A seismic gap is a segment of an active fault known to produce significant earthquakes, that has not slipped in an unusually long time when compared with other segments along the same structure. Seismic gap hypothesis/theory states that, over long periods of time, the displacement on any segment must be equal to that experienced by all the other parts of the fault.Any large and longstanding gap is therefore considered to be the fault segment most likely to suffer future earthquakes.

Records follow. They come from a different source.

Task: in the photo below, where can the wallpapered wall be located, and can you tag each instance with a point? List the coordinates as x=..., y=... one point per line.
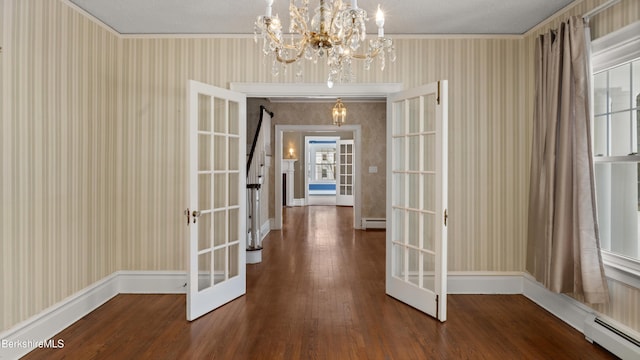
x=94, y=145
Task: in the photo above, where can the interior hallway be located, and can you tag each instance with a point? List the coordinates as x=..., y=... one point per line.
x=320, y=294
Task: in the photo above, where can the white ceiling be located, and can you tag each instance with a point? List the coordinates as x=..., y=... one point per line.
x=418, y=17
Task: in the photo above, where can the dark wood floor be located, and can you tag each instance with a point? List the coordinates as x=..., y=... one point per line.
x=319, y=294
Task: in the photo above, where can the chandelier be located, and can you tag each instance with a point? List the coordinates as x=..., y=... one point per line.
x=339, y=113
x=337, y=31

One such is the central seismic gap, which runs northeast of Delhi along a region woven with unstable faults and including over 10 million people. Until April 25, observers had been concerned by the paucity of earthquakes in the gap: the longer there were no quakes, the more the pent up stresses, and the stronger a future quake will be. A research team’s conclusion describes an active thrust fault below Uttarakhand pregnant with enough tension to unleash a quake measuring at least 8 on the Richter scale. This, in a state already prone to crippling landslides and floods, and with 70% of its population (of about 10 million) residing in rural areas. They attribute the tremendous tension to a geometry of rock that has partially separated from a layer beneath and caused folds and deformations. The technical term for this geometry is a décollement:the landscape and erosion rate patterns suggest that the décollement beneath the state of Uttarakhand provides a sufficiently large and coherent fault segment capable of hosting a great earthquake.
Décollement (detachment) folds develop during folding, secondary to separation of a (more competent) layer from an underlying (less competent) layer as deformation proceeds.